As epistemologias do sul procuram resgatar os conhecimentos produzidos do outro lado da linha abissal, o lado colonial da exclusão, de modo a poder integrá-los em amplas ecologias de saberes onde poderão interagir com os conhecimentos científicos e filosóficos com vista a construir uma nova compreensão/transformação do mundo. Ora esses conhecimentos, até agora invisibilizados, ridicularizados, suprimidos, foram produzidos, tanto pelos trabalhadores que lutaram contra a exclusão não abissal (zona metropolitana), como pelas vastas populações de corpos racializados e sexualizados em resistência contra a exclusão abissal (zona colonial). Ao centrar-se particularmente nesta última zona, as epistemologias do sul dão especial atenção aos sub-humanos, precisamente àqueles e àquelas que foram considerados mais próximos da natureza. Ora os conhecimentos produzidos por esses grupos, em que pese a sua imensa diversidade, são estranhos ao dualismo cartesiano e, pelo contrário, concebem a natureza não-humana como profundamente implicada na vida social-humana, e vice-versa. Como dizem os povos indígenas das Américas, “a natureza não nos pertence, nós pertencemos à natureza”. Os camponeses de todo o mundo não pensam de modo muito diferente. E o mesmo acontece com grupos cada vez mais vastos de jovens ecologistas urbanos em todo o mundo.

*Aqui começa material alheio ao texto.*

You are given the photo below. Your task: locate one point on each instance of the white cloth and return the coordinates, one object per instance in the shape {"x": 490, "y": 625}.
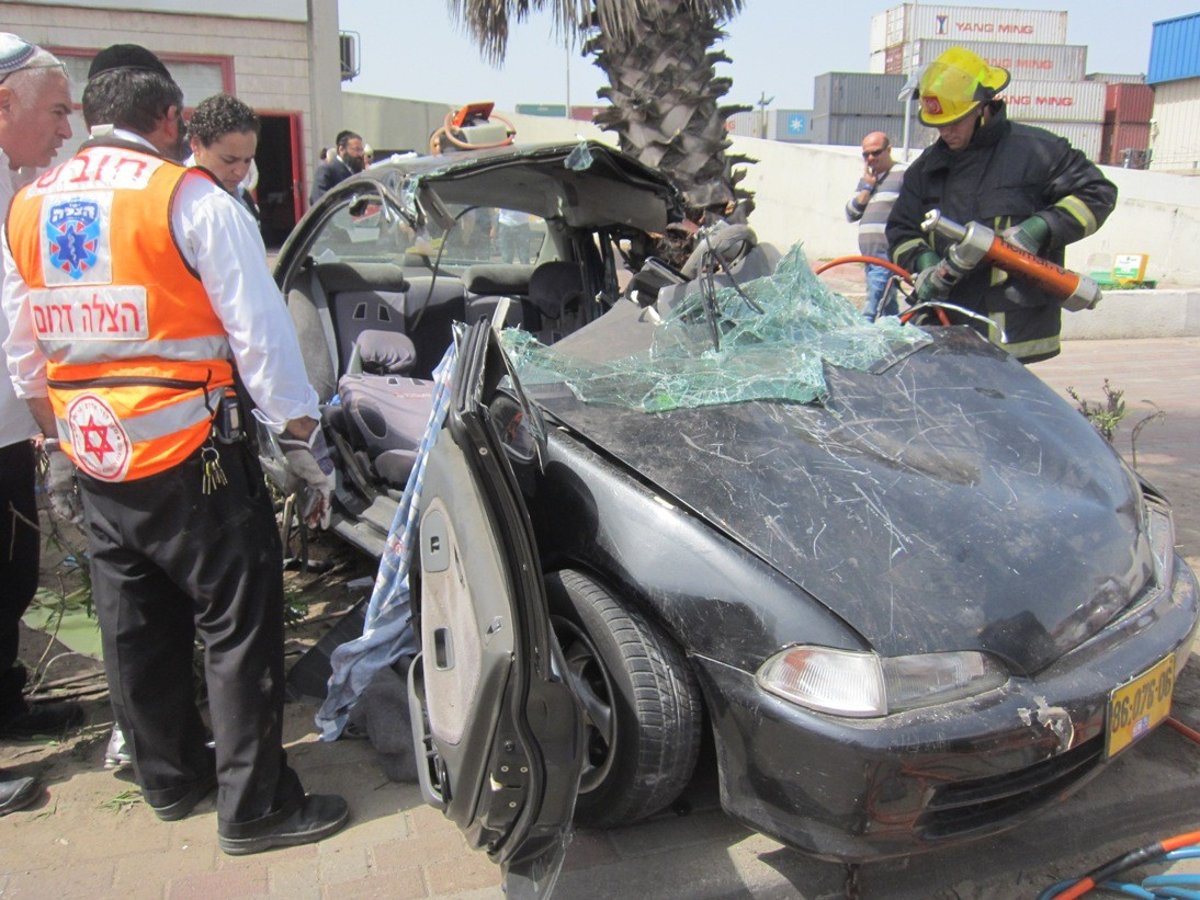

Isto significa que os grupos sociais mais radicalmente excluídos pela sociedade capitalista, colonialista e patriarcal, muitos dos quais foram considerados resíduos do passado em vias de extinção ou de branqueamento, são os que, do ponto de vista das epistemologias do sul, estão a nos indicar uma saída com futuro, um futuro digno da humanidade e de todas as naturezas humanas e não-humanas que a compõem. Sendo parte de um esforço coletivo, as epistemologias do sul são um trabalho em curso e apenas embrionário.

No meu próprio caso, penso que até hoje não dei conta de toda a riqueza analítica e transformadora contida nas epistemologias do sul que tenho proposto. Tenho salientado que os três modos principais de dominação moderna –classe (capitalismo), raça (racismo) e sexo (patriarcado) – atuam articuladamente e que essa articulação varia com o contexto social, histórico e cultural. Mas não tenho dado atenção suficiente ao fato de este modo de dominação assentar-se na dualidade sociedade/natureza, e de tal modo que sem a superação desta dualidade nenhuma luta de libertação poderá ter êxito.

Em face disto, a nova tese onze devia ter uma formulação do tipo: “os filósofos, filósofas, cientistas sociais e humanistas devem colaborar com todos aqueles e aquelas que lutam contra a dominação no sentido de criar formas de compreensão do mundo que tornem possíveis práticas de transformação do mundo que libertem conjuntamente o mundo humano e o mundo não-humano”. É muito menos elegante que a tese onze original, mas talvez nos seja mais útil.

* Boaventura de Sousa Santos é doutor em sociologia do direito pela Universidade de Yale, professor catedrático da Faculdade de Economia da Universidade de Coimbra, diretor dos Centro de Estudos Sociais e do Centro de Documentação 25 de Abril, e Coordenador Científico do Observatório Permanente da Justiça Portuguesa - todos da Universidade de Coimbra. Sua trajetória recente é marcada pela proximidade com os movimentos organizadores e participantes do Fórum Social Mundial e pela participação na coordenação de uma obra coletiva de pesquisa denominada Reinventar a Emancipação Social: Para Novos Manifestos.